View Full Version : Discovering Embedded Architectures

September 13th, 2008, 18:50
Hello All,
I am in the process of reverse engineering a piece of embedded equipment and have run into a bit of a hitch. The system is manufactured in China by a company that has almost zero web presence, and the device has no FCC registration or any real documentation. The CPUs within the box have all been relabeled and/or scrubbed. I do however have a complete ROM dump. I have managed to glean the compiler via a string in the binary (Keil C) which allowed me to narrow the arch to either an ARM7 or Intel 8051. I 90% sure that it is an Intel 8051, but the 8051 is extremely popular and many many revisions have come out over the years. I have also found several sites claiming that the device runs Linux, but I am 99% certain that this is NOT the case due to the compiler choice and the total lack of identifiers in the binary.
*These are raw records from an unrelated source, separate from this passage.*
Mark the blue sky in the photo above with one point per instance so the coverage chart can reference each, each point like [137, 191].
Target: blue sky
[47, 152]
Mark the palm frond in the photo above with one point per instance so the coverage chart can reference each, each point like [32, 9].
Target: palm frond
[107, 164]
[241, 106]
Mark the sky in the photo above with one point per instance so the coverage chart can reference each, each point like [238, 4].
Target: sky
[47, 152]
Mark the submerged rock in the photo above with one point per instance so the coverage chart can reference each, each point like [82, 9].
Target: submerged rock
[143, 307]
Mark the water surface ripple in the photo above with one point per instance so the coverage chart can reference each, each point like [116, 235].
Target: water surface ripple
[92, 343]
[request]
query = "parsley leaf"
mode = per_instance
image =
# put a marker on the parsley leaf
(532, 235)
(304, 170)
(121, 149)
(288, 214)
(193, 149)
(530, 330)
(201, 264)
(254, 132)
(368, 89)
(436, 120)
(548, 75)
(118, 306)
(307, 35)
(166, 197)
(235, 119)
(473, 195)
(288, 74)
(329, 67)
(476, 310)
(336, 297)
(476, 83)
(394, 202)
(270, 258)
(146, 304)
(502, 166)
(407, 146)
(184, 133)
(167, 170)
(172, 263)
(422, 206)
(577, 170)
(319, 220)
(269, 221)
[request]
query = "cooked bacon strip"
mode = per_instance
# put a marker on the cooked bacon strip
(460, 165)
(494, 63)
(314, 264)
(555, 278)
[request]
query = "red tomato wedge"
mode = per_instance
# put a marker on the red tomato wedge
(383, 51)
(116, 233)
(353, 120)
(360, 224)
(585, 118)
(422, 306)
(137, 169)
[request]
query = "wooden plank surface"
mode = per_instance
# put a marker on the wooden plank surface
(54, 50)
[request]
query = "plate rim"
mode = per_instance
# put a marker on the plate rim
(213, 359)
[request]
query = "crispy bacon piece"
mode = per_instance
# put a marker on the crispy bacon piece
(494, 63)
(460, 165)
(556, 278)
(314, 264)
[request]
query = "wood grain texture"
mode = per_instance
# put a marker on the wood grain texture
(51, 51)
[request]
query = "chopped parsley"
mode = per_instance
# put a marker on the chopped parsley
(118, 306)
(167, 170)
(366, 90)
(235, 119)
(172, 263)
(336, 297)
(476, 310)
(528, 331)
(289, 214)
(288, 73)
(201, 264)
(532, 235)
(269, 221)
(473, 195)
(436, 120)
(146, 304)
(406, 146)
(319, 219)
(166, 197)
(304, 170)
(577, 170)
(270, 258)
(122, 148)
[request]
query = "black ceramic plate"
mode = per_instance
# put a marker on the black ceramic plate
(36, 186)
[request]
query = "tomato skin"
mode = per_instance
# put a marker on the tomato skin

My question is, does anyone have any tips or tricks for discovering the exact architecture of an embedded system given a CPU pin count and a working binary? I need more details in order to provide IDA Pro an effective entrance point and RAM size in order to get a successful disassembly. I have been reading data sheets for weeks and basically performing trial and error with IDA Pro but have yet to get valid output for the disassembly.



September 14th, 2008, 11:52
If it DOES run Linux, then you KNOW that it has to have SDRAM. All the embedded Linux projects that I have worked on have used a processor with an external SDRAM, so if that exists, that's a big hint that it's probably an arm. By virtue of the fact that they DIDN'T use GCC, that leads me to believe that it's NOT Linux. Because who in their right mind PAYS for a toolchain with GCC is free.

Another thought, if you are looking at a flash image, and it IS somehow Linux, then it might be a CRAMFS, or JFFS2 image, and that might be causing the difficulties that you are having getting a disassembly, as the code would be IN there, but there would be all kinds of file system crap around it, not to mention that it would probably be compressed. To test this, I would try to mount it on a Linux box, and see if it mounts. If it DOES, copy the executables out, and IDA them.

If you have access to an oscilloscope, then you should be able to probe the pins when the CPU is running, and determine clock speed, and figure out at least a minimal pin-out that would help you in your datasheet comparisons. Also something that should help with this, is if you can identify the peripherals that it's using. It it has an HDMI port, then you know it has to have an HDMI controller chip, and you might be able to run that down. If it has an Ethernet port, then it has to have a PHY, etc. Once you determine what it has in this aspect, you might be able to find datasheets for THOSE parts, and the interfaces used (I2C, I2C, SPI, etc.) Then, you can use that as a method to weed out the chips that it "can't be, because it doesn't support THIS protocol".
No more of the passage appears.